Con menos publicidad, y quizá también de manera menos comprensible para los tiempos actuales, un grupo de católicos se reunió a rezar en las calles frente a Notre Dame, convencidos de que es necesario hacerlo en estas circunstancias o, simplemente, por la convicción de que la Catedral es, antes que todo, un monumento al servicio de la fe y no simplemente un edificio en el catálogo turístico de París. Después de todo, su construcción y su historia son parte de esa fe que fue también parte de la historia de Europa y que, por distintas razones, pasó por etapas de crisis, decadencia, falta de práctica e incluso persecuciones.
Algunos han recordado en estos días que durante la Revolución Francesa, en medio de un marcado anti catolicismo, Notre Dame pasó a ser un lugar para el culto de la Razón, una de las formas de culto sustituto que nacieron en medio de las persecuciones, como explica Jean de Viguerie en su valioso libro Cristianismo y Revolución (Madrid, Rialp, 1991). Eran horas difíciles, de odios y abandonos, pero que pasaron como tantas cosas en la vida, dejando marcas dolorosas, aunque sin capacidad de acabar con aquello que todavía estaba vivo a pesar de las dificultades.
Por lo mismo, quizá esa deba ser la reflexión de fondo que nace del incendio y las cenizas de Notre Dame: ¿Qué es lo vivo de la fe y qué es simplemente cáscara? ¿Cuándo el templo deja de ser un lugar para encontrar a Dios y pasa a ser simplemente un lugar para fotografiarse, hacer un buen paseo, para agregar en la lista de visitas de viaje? En otras palabras, ¿qué es Notre Dame y qué se levantará sobre sus cenizas en los próximos cinco años? La discusión que ha comenzado a emerger en estos días sobre las posibilidades arquitectónicas parece mostrar visiones distintas, incluso contrapuestas, sobre el sentido que debe tener el templo, sus formas y símbolos.
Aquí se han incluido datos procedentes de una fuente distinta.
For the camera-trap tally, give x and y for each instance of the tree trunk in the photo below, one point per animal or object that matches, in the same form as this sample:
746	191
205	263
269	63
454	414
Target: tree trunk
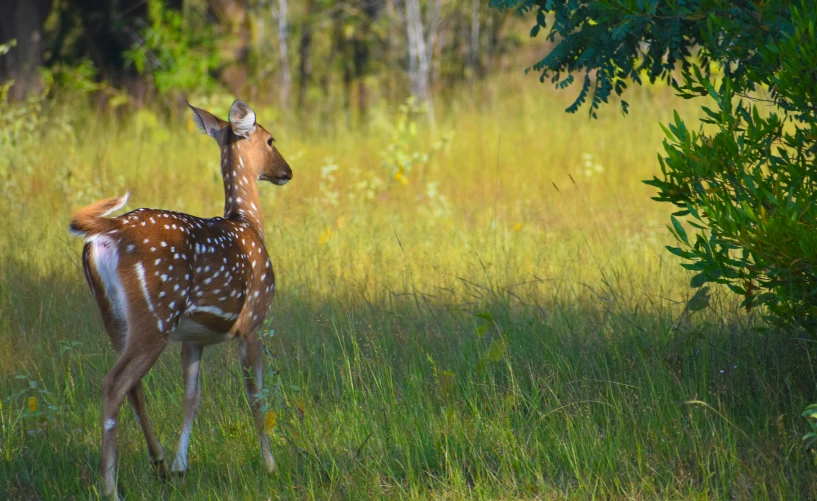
473	59
305	49
421	45
22	20
283	50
El incendio de Notre Dame ha llenado los noticieros y ha causado interés universal. Sin embargo, su significado más profundo ha comenzado a emerger al golpeteo de oraciones que recuperan poco a poco lo que no ha destruido el fuego, sino el hielo y la tibieza de los propios católicos. La historia enseña que no es lo mismo buscar a Cristo que cualquier sustituto en forma de dinero o poder; que no es aceptable servirse de la religión para intereses propios y mucho menos para abusos deshonestos. Sabemos que es muy antigua la enseñanza bíblica, que dice que no es aceptable convertir el templo, llamado a ser “casa de oración”, en una “cueva de ladrones”. Ese es el gran desafío para los próximos años: levantar sobre las cenizas de Notre Dame, una casa de oración, y no simplemente un lugar turístico ni mucho menos una mala adaptación alejada del sentido original de la obra que se edificó hace siglos a la luz de la fe católica.
Quizá este golpe al patrimonio cultural y religioso de Occidente sea una buena ocasión para reencontrar a Europa con la fe que en algún momento de su historia vio crecer las catedrales en las ciudades y a Cristo en el corazón de tantas personas. Después de todo, un incendio puede transformar a un templo en cenizas, pero un corazón encendido puede hacer que esas cenizas florezcan y animen la fe sencilla de aquellos que esperan vivir más cerca de Dios.